Выбрать главу

Судьба, значит, противится, чтобы он, Гриша, ходил в чужом обличье. Что-то требует, чтобы Бьюшев понес наказание за свою вину. У каждого своя доля! Но ведь не его же, Гришу, приговорили к смерти. Скорей доложить об этом суду. Расстрелять? Кого? Его, Гришу?

Внезапно перед его взором предстала рысь с черной мордой и раскосыми глазами. Она подбиралась к нему по снегу, как дьявол, с ушами, на которых болтались кисточки, с белыми зубами, когтистыми лапами и высоким, как горб, крупом: это зверь, убежавший от его смеха. Смех отгоняет смерть. И теперь пред ним этот проклятый зверь, Бьюшев, которому он чуть было не дал съесть себя. Себя, унтер-офицера Григория Папроткина. Нет, убирайся прочь! И, полуоблегченно, полусудорожно, он хлопает в ладоши, как тогда, в лесу, и смеется. Ведь это вовсе не он! Он-то спасен! Ох-ха-ха! А теперь надо поторапливаться! Ха-ха-ха!

Вот почему стал хохотать заключенный Бьюшев.

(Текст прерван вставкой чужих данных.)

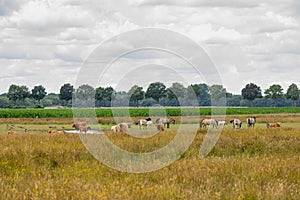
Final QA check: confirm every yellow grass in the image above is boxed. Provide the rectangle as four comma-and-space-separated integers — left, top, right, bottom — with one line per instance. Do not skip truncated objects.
0, 116, 300, 199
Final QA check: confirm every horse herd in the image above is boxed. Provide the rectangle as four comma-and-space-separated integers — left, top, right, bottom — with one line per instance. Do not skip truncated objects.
111, 117, 175, 133
200, 116, 256, 129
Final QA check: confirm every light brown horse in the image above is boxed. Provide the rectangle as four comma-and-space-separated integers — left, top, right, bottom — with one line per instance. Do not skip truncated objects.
200, 119, 218, 129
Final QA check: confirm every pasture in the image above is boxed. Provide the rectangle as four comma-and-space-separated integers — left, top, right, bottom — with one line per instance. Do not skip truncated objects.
0, 113, 300, 199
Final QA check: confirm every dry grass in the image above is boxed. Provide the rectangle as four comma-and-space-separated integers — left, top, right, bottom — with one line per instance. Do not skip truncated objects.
0, 115, 300, 199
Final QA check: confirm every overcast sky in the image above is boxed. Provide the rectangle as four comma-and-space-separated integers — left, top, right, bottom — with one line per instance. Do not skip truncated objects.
0, 0, 300, 94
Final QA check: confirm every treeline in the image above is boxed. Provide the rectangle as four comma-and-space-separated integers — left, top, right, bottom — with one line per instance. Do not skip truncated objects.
0, 82, 300, 108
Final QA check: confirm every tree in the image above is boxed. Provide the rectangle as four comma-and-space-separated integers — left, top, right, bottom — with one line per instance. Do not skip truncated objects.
31, 85, 47, 103
7, 84, 30, 104
59, 83, 74, 105
242, 83, 262, 106
73, 84, 95, 107
286, 83, 300, 106
166, 83, 186, 106
145, 82, 167, 104
76, 84, 95, 100
265, 84, 283, 107
209, 85, 227, 106
128, 85, 145, 107
95, 87, 105, 106
103, 86, 116, 103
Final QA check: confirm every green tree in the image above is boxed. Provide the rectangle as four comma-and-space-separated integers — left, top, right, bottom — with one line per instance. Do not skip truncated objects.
76, 84, 95, 100
73, 84, 95, 107
31, 85, 47, 103
128, 85, 145, 107
145, 82, 167, 104
166, 83, 186, 106
7, 84, 30, 105
103, 86, 116, 103
95, 87, 105, 106
242, 83, 262, 106
59, 83, 74, 105
286, 83, 300, 106
209, 85, 227, 106
264, 84, 283, 107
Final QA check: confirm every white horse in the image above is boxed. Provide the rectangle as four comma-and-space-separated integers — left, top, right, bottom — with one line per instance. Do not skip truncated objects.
230, 119, 242, 128
135, 117, 153, 129
218, 121, 227, 127
200, 119, 218, 128
155, 118, 175, 128
247, 117, 256, 127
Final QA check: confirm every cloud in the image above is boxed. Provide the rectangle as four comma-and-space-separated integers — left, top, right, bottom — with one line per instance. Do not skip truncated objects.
129, 0, 259, 8
0, 0, 300, 93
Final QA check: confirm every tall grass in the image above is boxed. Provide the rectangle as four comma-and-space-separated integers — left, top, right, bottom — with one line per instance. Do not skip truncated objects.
0, 107, 300, 118
0, 128, 300, 199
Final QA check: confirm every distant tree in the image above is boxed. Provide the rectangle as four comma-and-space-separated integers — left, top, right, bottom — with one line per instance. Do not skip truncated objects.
103, 86, 116, 105
286, 83, 300, 106
95, 87, 105, 106
227, 95, 243, 106
265, 84, 283, 107
59, 83, 74, 105
242, 83, 262, 106
42, 93, 60, 106
73, 84, 95, 107
0, 95, 11, 108
7, 84, 20, 103
166, 83, 186, 106
186, 84, 201, 106
31, 85, 47, 103
128, 85, 145, 107
209, 85, 227, 106
7, 84, 30, 105
76, 84, 95, 99
145, 82, 167, 104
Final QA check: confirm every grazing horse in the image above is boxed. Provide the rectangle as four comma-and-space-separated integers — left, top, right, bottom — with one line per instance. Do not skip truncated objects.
247, 117, 256, 127
156, 123, 165, 131
72, 122, 91, 133
230, 119, 242, 128
218, 121, 227, 127
135, 117, 153, 129
200, 119, 218, 128
267, 122, 281, 128
156, 118, 175, 128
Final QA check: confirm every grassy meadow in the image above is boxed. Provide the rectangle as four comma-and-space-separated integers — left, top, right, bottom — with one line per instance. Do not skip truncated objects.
0, 113, 300, 199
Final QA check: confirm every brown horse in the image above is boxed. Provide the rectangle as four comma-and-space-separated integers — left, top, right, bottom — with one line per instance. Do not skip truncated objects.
155, 118, 175, 128
200, 119, 218, 129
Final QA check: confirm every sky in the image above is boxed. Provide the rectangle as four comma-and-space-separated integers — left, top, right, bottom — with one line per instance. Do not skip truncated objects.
0, 0, 300, 94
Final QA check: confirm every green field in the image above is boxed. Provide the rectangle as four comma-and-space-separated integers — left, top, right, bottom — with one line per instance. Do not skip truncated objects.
0, 107, 300, 118
0, 108, 300, 199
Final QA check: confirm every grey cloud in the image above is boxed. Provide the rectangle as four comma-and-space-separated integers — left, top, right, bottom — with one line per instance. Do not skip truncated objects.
131, 0, 259, 8
0, 0, 19, 16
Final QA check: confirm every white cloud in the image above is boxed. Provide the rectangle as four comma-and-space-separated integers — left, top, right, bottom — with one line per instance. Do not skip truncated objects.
0, 0, 300, 93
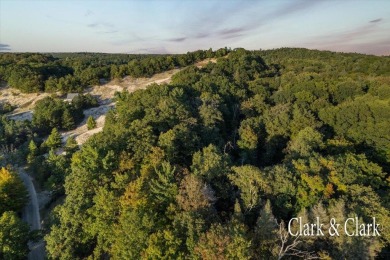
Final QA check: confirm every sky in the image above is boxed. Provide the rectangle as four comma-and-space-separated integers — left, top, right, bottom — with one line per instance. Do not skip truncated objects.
0, 0, 390, 55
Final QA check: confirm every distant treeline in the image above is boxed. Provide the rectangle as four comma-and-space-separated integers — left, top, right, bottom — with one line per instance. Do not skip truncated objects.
0, 48, 230, 92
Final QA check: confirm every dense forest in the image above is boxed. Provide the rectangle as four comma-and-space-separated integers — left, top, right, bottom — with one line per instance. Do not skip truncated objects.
0, 48, 390, 259
0, 48, 228, 93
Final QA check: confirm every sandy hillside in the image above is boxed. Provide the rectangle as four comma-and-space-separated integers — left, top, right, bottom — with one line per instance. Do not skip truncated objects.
0, 59, 216, 145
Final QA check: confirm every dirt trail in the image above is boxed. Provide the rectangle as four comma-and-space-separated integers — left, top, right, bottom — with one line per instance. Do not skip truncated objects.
0, 59, 216, 145
18, 168, 45, 260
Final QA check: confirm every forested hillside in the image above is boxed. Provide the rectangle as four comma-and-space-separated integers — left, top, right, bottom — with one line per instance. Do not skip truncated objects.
0, 48, 390, 259
42, 49, 390, 259
0, 48, 228, 93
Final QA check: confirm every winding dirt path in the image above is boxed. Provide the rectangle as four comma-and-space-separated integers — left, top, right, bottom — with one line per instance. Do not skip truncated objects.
18, 168, 45, 260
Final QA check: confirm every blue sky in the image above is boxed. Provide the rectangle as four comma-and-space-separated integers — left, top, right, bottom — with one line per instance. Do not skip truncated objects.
0, 0, 390, 55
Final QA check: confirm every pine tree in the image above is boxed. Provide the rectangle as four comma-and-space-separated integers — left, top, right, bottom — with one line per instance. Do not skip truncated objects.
27, 140, 38, 164
62, 109, 76, 130
87, 116, 96, 130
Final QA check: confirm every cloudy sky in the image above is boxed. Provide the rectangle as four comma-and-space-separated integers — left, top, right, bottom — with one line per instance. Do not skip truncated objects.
0, 0, 390, 55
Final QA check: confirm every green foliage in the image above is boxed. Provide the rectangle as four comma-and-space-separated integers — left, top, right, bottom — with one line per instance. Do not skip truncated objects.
87, 116, 96, 130
0, 167, 28, 214
41, 49, 390, 259
0, 211, 30, 259
44, 128, 62, 149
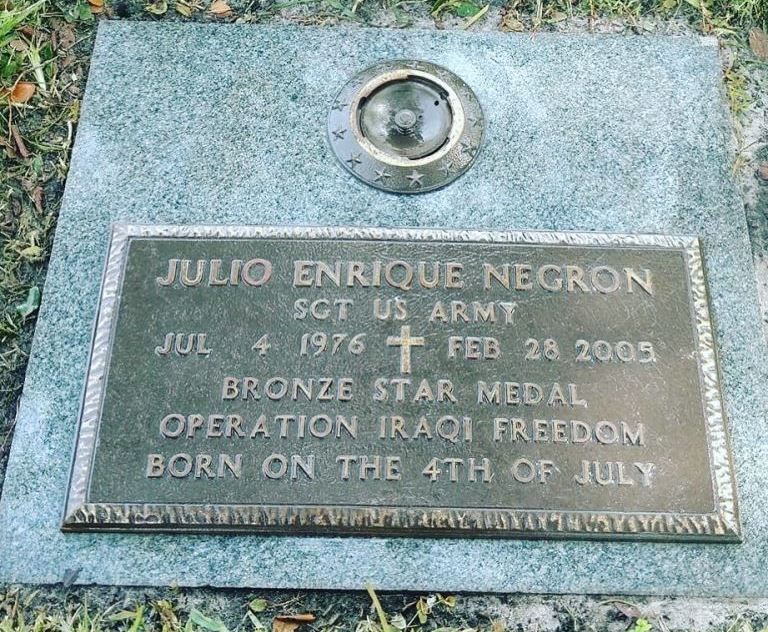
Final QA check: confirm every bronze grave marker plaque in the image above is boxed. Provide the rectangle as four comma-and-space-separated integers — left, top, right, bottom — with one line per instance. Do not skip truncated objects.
63, 225, 739, 541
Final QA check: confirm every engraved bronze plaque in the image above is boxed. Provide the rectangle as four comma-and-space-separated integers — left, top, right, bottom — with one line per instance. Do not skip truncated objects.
63, 225, 740, 541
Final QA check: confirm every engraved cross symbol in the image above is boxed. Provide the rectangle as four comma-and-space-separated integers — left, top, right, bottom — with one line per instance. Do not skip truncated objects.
387, 325, 426, 373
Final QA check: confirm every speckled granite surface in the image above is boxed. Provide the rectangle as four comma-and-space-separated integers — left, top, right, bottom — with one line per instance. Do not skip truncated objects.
0, 22, 768, 596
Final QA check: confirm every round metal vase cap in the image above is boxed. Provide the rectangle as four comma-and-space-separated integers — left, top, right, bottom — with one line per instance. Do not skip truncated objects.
328, 59, 485, 193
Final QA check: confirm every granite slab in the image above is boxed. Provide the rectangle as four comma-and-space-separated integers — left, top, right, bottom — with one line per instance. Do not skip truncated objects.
0, 21, 768, 596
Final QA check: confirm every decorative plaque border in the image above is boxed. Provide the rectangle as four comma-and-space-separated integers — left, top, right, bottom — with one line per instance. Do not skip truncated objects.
61, 223, 741, 542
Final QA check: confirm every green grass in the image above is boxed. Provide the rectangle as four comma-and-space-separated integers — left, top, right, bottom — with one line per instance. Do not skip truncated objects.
0, 0, 93, 464
0, 0, 768, 632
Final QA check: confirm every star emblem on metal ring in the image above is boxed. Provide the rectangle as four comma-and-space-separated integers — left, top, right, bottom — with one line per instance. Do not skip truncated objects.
461, 140, 477, 157
373, 169, 392, 183
346, 153, 363, 170
325, 59, 486, 194
405, 169, 424, 189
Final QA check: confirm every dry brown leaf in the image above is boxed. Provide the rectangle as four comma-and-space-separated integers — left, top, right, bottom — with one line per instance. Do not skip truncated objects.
208, 0, 232, 15
10, 123, 29, 158
749, 26, 768, 61
613, 601, 640, 619
11, 81, 35, 103
56, 24, 76, 50
272, 613, 315, 632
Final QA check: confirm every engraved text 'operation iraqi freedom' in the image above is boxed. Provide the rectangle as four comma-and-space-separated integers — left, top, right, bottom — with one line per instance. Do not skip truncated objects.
64, 227, 738, 539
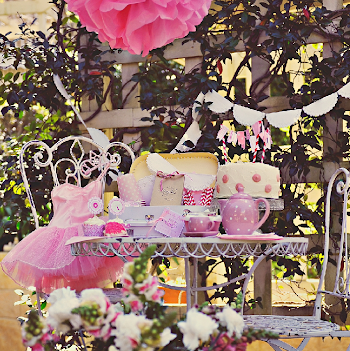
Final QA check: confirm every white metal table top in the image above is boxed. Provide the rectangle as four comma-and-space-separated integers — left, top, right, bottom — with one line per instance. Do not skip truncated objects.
66, 237, 308, 258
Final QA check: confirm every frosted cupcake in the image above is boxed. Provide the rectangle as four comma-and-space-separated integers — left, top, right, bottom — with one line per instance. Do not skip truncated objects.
105, 218, 128, 236
83, 216, 106, 236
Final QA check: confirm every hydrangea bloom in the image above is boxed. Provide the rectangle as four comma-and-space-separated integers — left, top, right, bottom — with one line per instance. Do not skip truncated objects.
177, 308, 219, 350
80, 289, 121, 339
47, 288, 82, 333
66, 0, 211, 56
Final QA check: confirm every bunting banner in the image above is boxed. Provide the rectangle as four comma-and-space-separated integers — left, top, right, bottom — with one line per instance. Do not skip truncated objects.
203, 83, 350, 128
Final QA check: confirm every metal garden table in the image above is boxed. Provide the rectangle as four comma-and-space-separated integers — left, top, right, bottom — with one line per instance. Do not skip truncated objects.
67, 237, 308, 309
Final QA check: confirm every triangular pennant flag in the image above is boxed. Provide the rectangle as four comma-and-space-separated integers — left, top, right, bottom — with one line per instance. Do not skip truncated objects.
252, 121, 262, 136
233, 105, 265, 126
249, 135, 260, 151
237, 131, 245, 149
227, 130, 233, 143
216, 124, 229, 141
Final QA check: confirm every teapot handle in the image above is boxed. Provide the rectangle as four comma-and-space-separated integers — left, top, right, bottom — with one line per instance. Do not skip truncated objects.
254, 198, 270, 230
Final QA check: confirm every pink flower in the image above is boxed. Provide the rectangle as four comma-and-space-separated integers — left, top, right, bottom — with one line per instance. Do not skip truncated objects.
152, 290, 164, 302
67, 0, 211, 56
129, 299, 143, 312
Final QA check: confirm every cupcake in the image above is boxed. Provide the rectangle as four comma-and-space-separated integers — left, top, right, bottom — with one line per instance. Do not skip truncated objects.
105, 218, 128, 236
83, 216, 106, 236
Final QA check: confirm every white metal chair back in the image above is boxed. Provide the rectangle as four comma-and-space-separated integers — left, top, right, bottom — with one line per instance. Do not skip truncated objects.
20, 136, 135, 228
242, 168, 350, 351
314, 168, 350, 319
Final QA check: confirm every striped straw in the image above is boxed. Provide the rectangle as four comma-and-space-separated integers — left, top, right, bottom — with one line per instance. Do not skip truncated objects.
261, 139, 266, 163
253, 121, 261, 163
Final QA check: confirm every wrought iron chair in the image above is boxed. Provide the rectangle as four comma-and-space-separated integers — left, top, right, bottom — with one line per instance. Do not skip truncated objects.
241, 168, 350, 351
19, 136, 135, 311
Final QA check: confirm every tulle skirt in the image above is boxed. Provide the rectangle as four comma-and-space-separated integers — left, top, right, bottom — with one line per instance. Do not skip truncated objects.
1, 225, 124, 293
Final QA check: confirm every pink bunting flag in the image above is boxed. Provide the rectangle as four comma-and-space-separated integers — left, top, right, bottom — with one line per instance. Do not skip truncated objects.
237, 131, 245, 149
249, 135, 260, 150
266, 128, 272, 149
227, 130, 235, 143
252, 121, 264, 136
216, 124, 229, 141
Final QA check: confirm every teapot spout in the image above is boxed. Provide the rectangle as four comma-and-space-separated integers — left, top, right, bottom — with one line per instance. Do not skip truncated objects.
218, 199, 228, 215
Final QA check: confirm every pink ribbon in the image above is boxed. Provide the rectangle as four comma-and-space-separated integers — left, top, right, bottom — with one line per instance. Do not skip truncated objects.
146, 210, 169, 238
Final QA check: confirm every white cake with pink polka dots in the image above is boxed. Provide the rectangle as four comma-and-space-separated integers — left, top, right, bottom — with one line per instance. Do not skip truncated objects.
215, 162, 281, 199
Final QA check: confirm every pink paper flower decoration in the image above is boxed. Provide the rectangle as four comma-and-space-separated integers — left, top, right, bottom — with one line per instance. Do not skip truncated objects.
66, 0, 211, 56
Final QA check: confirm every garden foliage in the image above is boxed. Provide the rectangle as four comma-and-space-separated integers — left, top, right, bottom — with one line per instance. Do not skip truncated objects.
0, 0, 350, 316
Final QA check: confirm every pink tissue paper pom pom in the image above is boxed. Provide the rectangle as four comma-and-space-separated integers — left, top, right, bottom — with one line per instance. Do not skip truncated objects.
66, 0, 211, 56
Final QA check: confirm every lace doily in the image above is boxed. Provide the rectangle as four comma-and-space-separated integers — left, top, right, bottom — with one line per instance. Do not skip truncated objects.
204, 90, 233, 113
146, 153, 177, 174
266, 109, 302, 128
303, 93, 338, 117
338, 83, 350, 99
184, 173, 216, 191
233, 105, 265, 126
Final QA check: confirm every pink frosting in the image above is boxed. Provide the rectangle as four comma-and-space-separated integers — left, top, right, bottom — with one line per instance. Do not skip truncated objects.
236, 183, 244, 191
105, 222, 126, 235
222, 174, 229, 183
66, 0, 211, 56
252, 173, 261, 183
265, 184, 272, 193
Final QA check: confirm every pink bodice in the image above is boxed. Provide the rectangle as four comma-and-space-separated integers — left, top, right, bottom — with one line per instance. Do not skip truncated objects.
49, 180, 102, 228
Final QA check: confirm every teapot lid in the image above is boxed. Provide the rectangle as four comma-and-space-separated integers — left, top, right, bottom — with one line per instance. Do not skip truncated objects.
230, 183, 253, 200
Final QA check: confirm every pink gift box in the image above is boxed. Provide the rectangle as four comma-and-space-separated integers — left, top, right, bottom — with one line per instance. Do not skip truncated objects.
117, 173, 143, 202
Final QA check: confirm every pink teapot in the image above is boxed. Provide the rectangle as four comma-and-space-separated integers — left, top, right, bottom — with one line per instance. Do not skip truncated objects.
219, 184, 270, 235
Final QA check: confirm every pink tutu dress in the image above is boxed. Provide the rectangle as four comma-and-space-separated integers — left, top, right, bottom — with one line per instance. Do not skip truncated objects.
1, 172, 124, 293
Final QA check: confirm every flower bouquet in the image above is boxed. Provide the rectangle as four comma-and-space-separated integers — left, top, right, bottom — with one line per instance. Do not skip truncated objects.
22, 246, 277, 351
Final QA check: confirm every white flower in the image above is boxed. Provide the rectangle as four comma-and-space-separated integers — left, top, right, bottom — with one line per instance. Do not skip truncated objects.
177, 308, 218, 350
47, 289, 82, 333
111, 313, 152, 351
81, 289, 107, 314
160, 328, 176, 347
216, 306, 244, 338
47, 287, 77, 304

Глава пятая. Молодость прекрасна

Сестра Барб оставила свой широкий халат сиделки в передней деревянного домика, который обер-лейтенант Винфрид выбрал для себя из десятков похожих друг на друга — в большинстве случаев без окон и дверей — домиков на восточной окраине города. В несколько дней он преобразил его с помощью рабочих комендатуры в уютнейшее жилище. Деревянный пол комнаты, в которую вошла Барб, был устлан ковром с веселым рисунком — зеленым с розовым — хорошей английской марки. Зеленые в цветочках обои придавали комнате уют; стол, диван, полка для книг, старинное, восьмидесятых годов, кресло орехового дерева с резьбой, обитое желтовато-зеленым плюшем, стояло у окна, как бы приглашая взглянуть на распускавшиеся березы, на расстилавшиеся сразу за домом поля и луга. Только узкая, плохая проезжая дорога, опоясывавшая город, отделяла дом от расцветающей весны. На столе, покрытом скатертью в мережку, стояли два чайных прибора. Денщик Посек в наглухо застегнутой куртке принес чайник, щелкнул каблуками и удалился.

Денщик — это обычно парень лет двадцати пяти — тридцати, который рад-радешенек пристроиться слугой какого-нибудь двадцатидвухлетнего, а то и девятнадцати- или восемнадцатилетнего лейтенанта: чистить ему сапоги, платье и понемногу втереться в доверие настолько, чтобы выполнять интимнейшие поручения своего барина. Ведь в это время рабство было заманчивее и безопаснее для благоразумных людей, чем геройское времяпрепровождение среди грязи, ругани, грохота орудий и смерти.

Сестра Барб в ситцевом — в белую и голубую полоску — неуклюжем платьице с пелеринкой выглянула в окно. «Как бы он не промок под дождем», — подумала она.

В таком облачении ей можно было дать все тридцать лет. До странности крохотной казалась ее хорошенькая черноглазая головка с маленьким ртом и блестящими глазами на массивной фигуре трактирщицы. Слегка вздохнув, она прошла в прилегающую к первой комнате спальню, где в старом зеркале над умывальником отразилась в зеленоватом освещении ее неуклюжая одежда. Она весело улыбнулась своему отражению, напоминавшему штуттгартскую торговку на горшечном рынке возле Шлоссплац, и быстро, словно ласточка, защебетала, разговаривая сама с собой на швабском диалекте.

Вместе с приятельницей, сестрой Софи, она самостоятельно, почти без помощников, обслуживала тифозный пункт, где медленно умирали слишком поздно доставленные сюда тридцать тяжело больных босняков.

Это были солдаты, входившие в состав прусских линейных рот. Тридцать смуглых, обреченных на смерть бойцов терпеливо лежали, не произнося ни слова, словно немые, в бараках, где никто не понимал по-босняцки, или, вернее, по-сербски. Как маленькие дети, они были привязаны к обеим сестрам и врачам, один из которых, доктор Лахман, по крайней мере кое-как объяснялся с ними по-польски. Им повезло.

Они попали к сестре Софи и сестре Барб. А ведь они могли попасть и в руки заурядных сиделок, лишь выполнявших свои обязанности, — впрочем, достаточно нелегкие, — и ничего больше. За ними ухаживали две молодые женщины — настоящие сокровища. И сегодня, после шести дней тяжелой, круглосуточной работы, у сестры Барб наконец выдался свободный вечер.